Given the tool's complexity, does the description cover enough for an agent to succeed on first attempt?

The description explains parameters but omits behavioral details like error handling or output format. Given the output schema exists, the description could be more complete about the loading process, making it adequate but not thorough.

Complex tools with many parameters or behaviors need more documentation. Simple tools need less. This dimension scales expectations accordingly.

Parameters4/5

Does the description clarify parameter syntax, constraints, interactions, or defaults beyond what the schema provides?

Schema coverage is 0%, but the description adds meaningful detail: path is filesystem path (absolute or ~-expandable), name is an identifier defaulting to parent directory name. This goes beyond the schema's type-only definitions.

Input schemas describe structure but not intent. Descriptions should explain non-obvious parameter relationships and valid value ranges.

Purpose5/5

Does the description clearly state what the tool does and how it differs from similar tools?

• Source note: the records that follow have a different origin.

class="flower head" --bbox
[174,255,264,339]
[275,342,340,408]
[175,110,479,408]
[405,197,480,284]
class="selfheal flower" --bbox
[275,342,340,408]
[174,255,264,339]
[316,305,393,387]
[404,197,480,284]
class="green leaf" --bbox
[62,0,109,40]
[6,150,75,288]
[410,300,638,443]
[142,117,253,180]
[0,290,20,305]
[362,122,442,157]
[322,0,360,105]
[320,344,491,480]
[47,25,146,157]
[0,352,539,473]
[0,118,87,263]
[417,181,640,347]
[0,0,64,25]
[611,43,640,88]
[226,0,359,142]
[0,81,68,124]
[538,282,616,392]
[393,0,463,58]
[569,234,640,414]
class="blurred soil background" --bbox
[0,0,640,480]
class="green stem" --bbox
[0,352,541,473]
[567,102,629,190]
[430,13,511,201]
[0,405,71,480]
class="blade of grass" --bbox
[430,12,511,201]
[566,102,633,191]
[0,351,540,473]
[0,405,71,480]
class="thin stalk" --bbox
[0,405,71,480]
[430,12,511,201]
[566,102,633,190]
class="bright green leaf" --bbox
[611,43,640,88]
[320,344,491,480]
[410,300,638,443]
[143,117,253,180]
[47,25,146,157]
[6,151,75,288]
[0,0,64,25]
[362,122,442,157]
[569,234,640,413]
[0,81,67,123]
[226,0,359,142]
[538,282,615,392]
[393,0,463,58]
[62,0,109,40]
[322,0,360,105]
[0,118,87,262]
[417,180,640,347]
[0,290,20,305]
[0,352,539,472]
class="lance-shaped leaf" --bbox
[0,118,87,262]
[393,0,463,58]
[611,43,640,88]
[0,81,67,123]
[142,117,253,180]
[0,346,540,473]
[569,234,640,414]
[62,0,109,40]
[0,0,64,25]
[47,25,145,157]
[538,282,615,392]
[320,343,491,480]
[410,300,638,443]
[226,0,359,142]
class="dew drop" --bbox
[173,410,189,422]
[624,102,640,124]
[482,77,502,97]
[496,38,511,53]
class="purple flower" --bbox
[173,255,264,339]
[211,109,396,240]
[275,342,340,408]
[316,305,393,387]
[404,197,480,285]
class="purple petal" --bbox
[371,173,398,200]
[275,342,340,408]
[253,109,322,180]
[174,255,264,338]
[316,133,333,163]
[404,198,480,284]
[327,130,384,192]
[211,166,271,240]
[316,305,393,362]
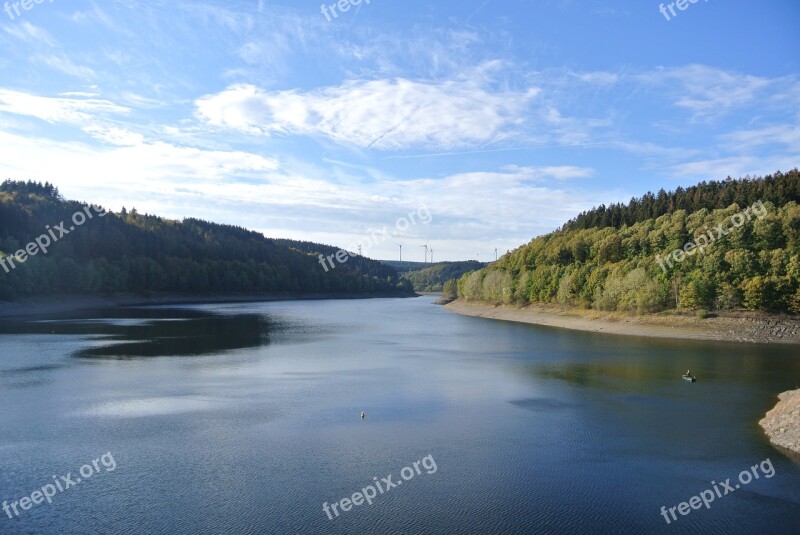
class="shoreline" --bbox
[758,389,800,455]
[444,299,800,344]
[0,293,419,319]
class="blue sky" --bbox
[0,0,800,260]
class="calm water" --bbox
[0,297,800,534]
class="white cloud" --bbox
[0,89,131,124]
[197,68,539,150]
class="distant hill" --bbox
[0,181,413,300]
[402,260,486,292]
[380,260,434,275]
[458,169,800,314]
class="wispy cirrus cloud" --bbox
[197,65,539,150]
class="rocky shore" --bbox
[445,299,800,344]
[758,390,800,454]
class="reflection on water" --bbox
[0,308,275,358]
[0,297,800,535]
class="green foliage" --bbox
[443,279,458,299]
[458,169,800,313]
[404,260,486,292]
[0,181,413,300]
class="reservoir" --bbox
[0,297,800,534]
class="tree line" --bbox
[0,180,413,300]
[457,169,800,314]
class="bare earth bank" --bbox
[758,390,800,454]
[445,299,800,344]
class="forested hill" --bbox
[401,260,486,292]
[458,170,800,314]
[563,169,800,230]
[0,181,413,300]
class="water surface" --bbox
[0,297,800,534]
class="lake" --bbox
[0,297,800,534]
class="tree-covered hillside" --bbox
[458,169,800,313]
[0,181,412,300]
[401,260,486,292]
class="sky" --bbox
[0,0,800,261]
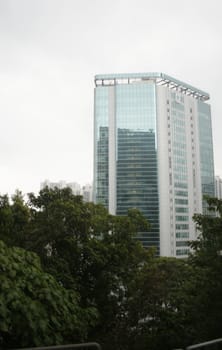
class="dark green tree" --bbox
[189,198,222,341]
[0,241,96,348]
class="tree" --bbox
[0,191,30,246]
[189,198,222,341]
[21,188,150,346]
[0,241,96,348]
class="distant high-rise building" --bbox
[94,73,214,257]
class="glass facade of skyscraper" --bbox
[94,73,214,257]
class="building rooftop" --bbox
[95,73,210,101]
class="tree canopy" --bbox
[0,188,222,350]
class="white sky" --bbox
[0,0,222,194]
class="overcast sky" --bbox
[0,0,222,194]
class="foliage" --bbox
[0,241,94,348]
[0,188,222,350]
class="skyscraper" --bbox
[94,73,214,257]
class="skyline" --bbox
[0,0,222,194]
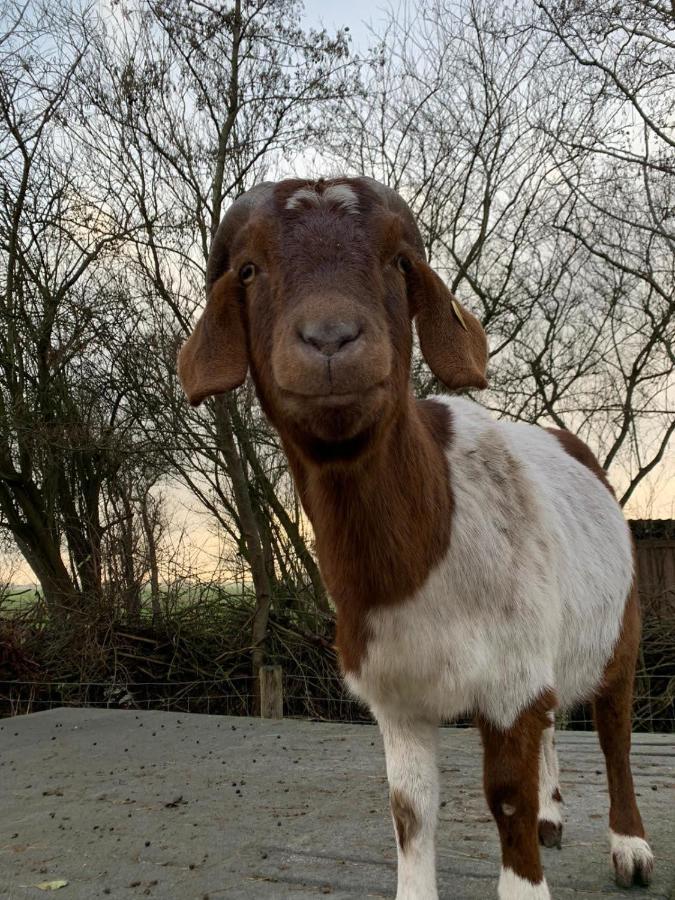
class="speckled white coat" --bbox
[348,397,633,727]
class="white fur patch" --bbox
[378,718,439,900]
[286,184,359,213]
[498,869,551,900]
[497,869,551,900]
[347,397,633,728]
[609,829,654,874]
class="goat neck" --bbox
[287,396,452,671]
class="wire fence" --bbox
[0,674,675,733]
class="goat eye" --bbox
[239,263,255,284]
[396,256,412,275]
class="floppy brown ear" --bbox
[410,263,488,391]
[178,272,248,406]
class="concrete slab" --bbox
[0,709,675,900]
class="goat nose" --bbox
[300,321,361,356]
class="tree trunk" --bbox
[214,396,272,684]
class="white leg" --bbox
[378,715,438,900]
[539,713,562,847]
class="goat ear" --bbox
[178,272,248,406]
[409,263,488,391]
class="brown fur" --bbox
[180,178,487,672]
[389,788,420,853]
[549,429,652,887]
[282,397,452,672]
[546,428,614,494]
[478,691,556,884]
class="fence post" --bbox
[259,666,284,719]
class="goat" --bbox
[178,177,653,900]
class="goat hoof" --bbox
[612,834,654,888]
[539,819,562,850]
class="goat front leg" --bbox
[478,692,555,900]
[377,715,438,900]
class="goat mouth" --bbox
[279,381,385,407]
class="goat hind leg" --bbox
[593,588,654,887]
[539,710,563,849]
[478,691,555,900]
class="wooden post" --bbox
[260,666,284,719]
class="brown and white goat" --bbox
[179,178,653,900]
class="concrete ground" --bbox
[0,709,675,900]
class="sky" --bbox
[0,0,675,583]
[303,0,387,53]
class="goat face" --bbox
[179,178,486,459]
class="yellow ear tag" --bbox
[450,299,469,331]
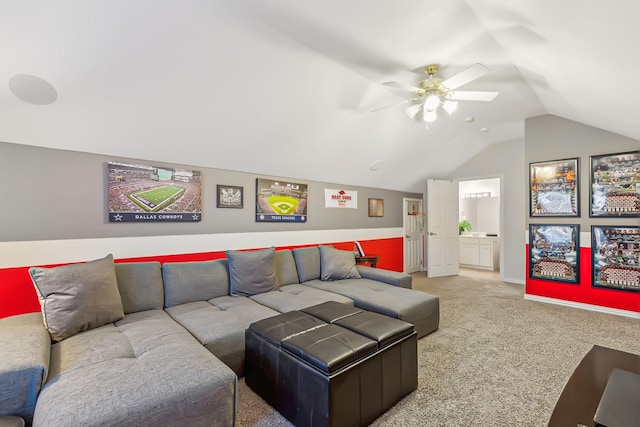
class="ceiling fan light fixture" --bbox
[442,101,458,114]
[405,104,422,119]
[424,94,440,111]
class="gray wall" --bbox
[448,141,526,284]
[524,115,640,229]
[448,114,640,283]
[0,142,422,242]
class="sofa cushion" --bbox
[250,284,353,313]
[292,246,320,283]
[33,310,237,426]
[166,295,280,376]
[227,248,278,296]
[0,313,51,426]
[162,259,229,307]
[273,249,300,286]
[115,261,164,314]
[318,246,360,280]
[29,254,124,341]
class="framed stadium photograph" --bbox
[589,151,640,218]
[216,184,244,209]
[369,199,384,217]
[591,225,640,292]
[107,162,202,222]
[529,158,580,217]
[256,178,307,222]
[529,224,580,283]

The description clearly states the tool loads a 'deduped_requests.txt' file from a specific Burp extension, using a specific verb and resource. This distinguishes it from sibling tools like dedup_get and dedup_list.

Agents choose between tools based on descriptions. A clear purpose with a specific verb and resource helps agents select the right tool.

Usage Guidelines3/5

Does the description explain when to use this tool, when not to, or what alternatives exist?

The description implies the tool is for loading files from the named extension, but it does not explicitly state when to use this tool versus alternatives (e.g., dedup_get for already-loaded data). Some context is provided but no direct comparison.

Agents often have multiple tools that could apply. Explicit usage guidance like "use X instead of Y when Z" prevents misuse.